Catching a cheap and eco-friendly bus to Ljubljana, European Green Capital City in 2016, we arrived at the Dragon Bridge over the emerald green waters of the Ljubljanica River.
Settled by the Romans as Enoma, today’s city centre is a manageable hub of student and local life which flows over and along the many bridges and elegant promenades designed and built in the 1930s by its resident architect, Jože Plečnik.
Plečnik’s dream was to create an ‘eternal city’ with architecture designed along classical lines and encouraging the flow of people and business through the main trading and market areas, out into defined quarters of activity and residence.
The river in its turn winds past the old town ‘Stari Trg’ and remains of the original Enoma. We meandered around the medieval streets and down along the river walks to the Karakov ‘market garden’ quarter and to find welcome relief from a punishing sun.
As on earlier visits, the willow trees lining the river dipped down into the rushing green and clear waters, but now in 2017 there were more people of all nationalities sat along the banks taking respite in precious patches of shade. We hadn’t seen as many tour groups on previous visits.
In the Stari Mesto we discovered it to be still studenty and bohemian, but perhaps with more tourists and more evident tourist traders plying food stalls, tattoos, linen clothing and ice cream.
Ducking into a local eatery behind the business quarter we joined students and businessmen ploughing their way through gigantic bowls of cottage cheese and chives, chicken pasta, colourful salad, slabs of cheesy leek pie, potato croquettes and pork ribs. All finished off with a light yoghurt cake and strong espresso.
We struggled to walk off the lunchtime indulgence in the heat of the afternoon sunshine, so how any work or studying got done later that afternoon was baffling! We returned to Bertha in a small village 5kms out of the capital city and crashed out next to a pen of goats and pigs. It had been a lovely return visit on our anniversary.
Maribor is Slovenia’s second city and is east of Ljubljana on the way to the border with Hungary. It’s also on a main north-south route from Austria, Germany and Switzerland so perhaps unsurprisingly is packed with tourers heading south to the Croatian coastline for seaside warmth. Slovenia itself has only a small stretch of coast sandwiched between the Istrian Riviera and Trieste.
We spoke to Ulf, a Norwegian motorhomer, who told us about a chilly spring and freezing winter in Scandinavia.
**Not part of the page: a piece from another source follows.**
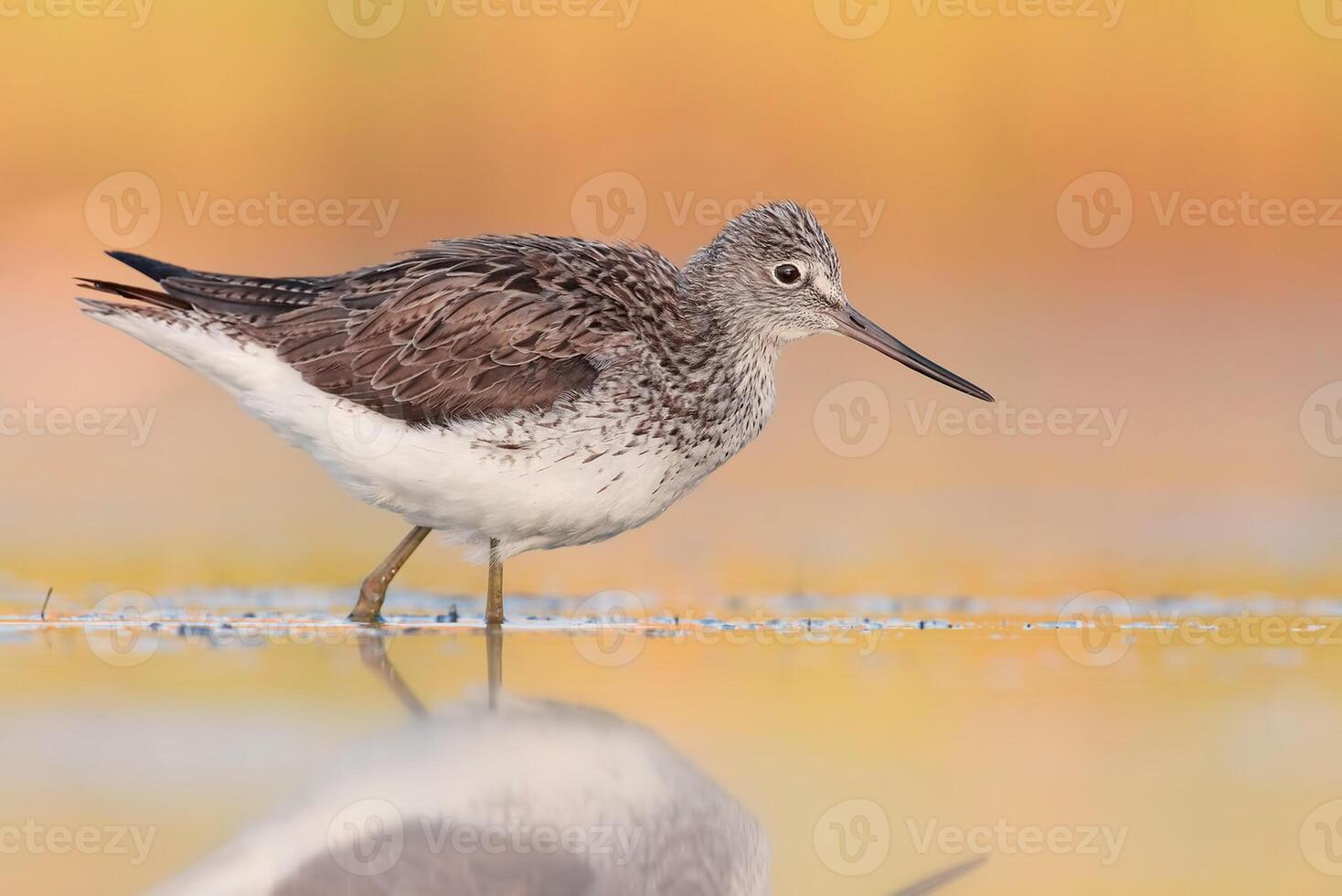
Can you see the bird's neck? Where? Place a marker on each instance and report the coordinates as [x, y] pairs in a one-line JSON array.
[[728, 368]]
He was looking forward to seeing the blue seas of Croatia and pitching up for a month.
Built along the banks of the River Drava, but largely destroyed during the Second World War, what remains of the old centre is 15th century winding streets with a main square, castle and renaissance town hall.
With a lively student population, the alleyways and cobbled lanes are packed with cafes and bars. Taken with the overriding aroma of falafels and incense wafting amongst the many colourful clothing stalls, it seemed very reminiscent of Brighton’s North Laines.
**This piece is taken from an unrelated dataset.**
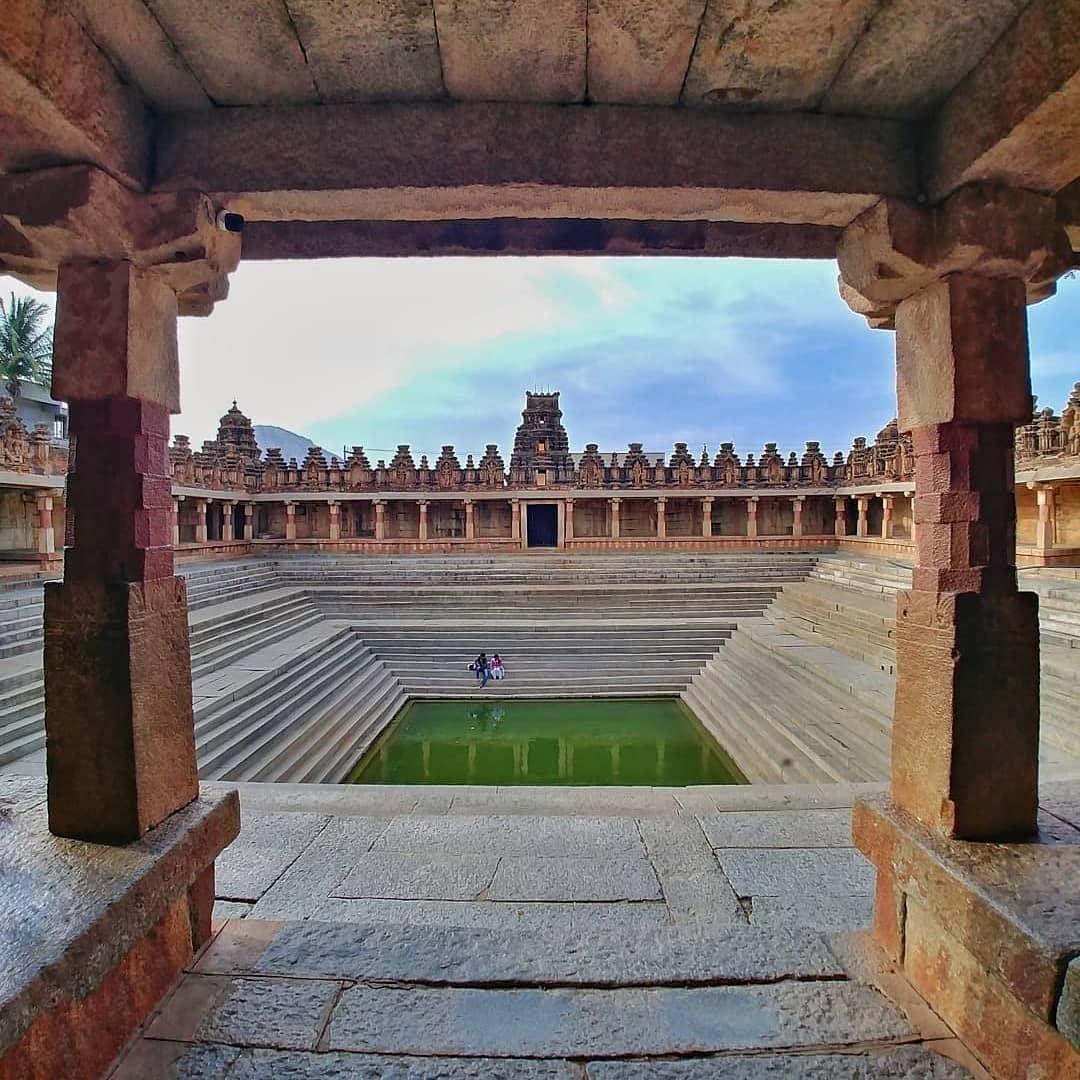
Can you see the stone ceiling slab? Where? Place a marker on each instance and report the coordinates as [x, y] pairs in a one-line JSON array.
[[761, 54], [513, 50], [243, 52], [370, 50], [134, 41], [639, 50], [914, 53]]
The city is in a basin of vineyards and boasts the world’s oldest vine, at more than 400 years old, still fruiting and producing expensive but undrinkable wine. You have to be the Pope, or apparently Brad Pitt, to be presented with a bottle of it.
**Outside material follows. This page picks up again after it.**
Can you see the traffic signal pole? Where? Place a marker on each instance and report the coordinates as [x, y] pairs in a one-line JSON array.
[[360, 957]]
We enjoyed a tasting of six wines with Monija, a student set to take on the small family vineyard and restaurant business. White wines were our favourites, being served cool and dry.
We stayed in the southwest area of Pohorje, a busy ski resort in winter, but now a leisurely summertime place of cycling, hiking and wine tasting amongst the vineyards.
On the morning we left, the mountain was opening for business with an annual weekend of discounted gondola rides and free bus travel for everyone. As our camp host told us, the first weekend in June signals the start of summer and before tourists arrive it’s time for local families to get out on the hillsides. How charming!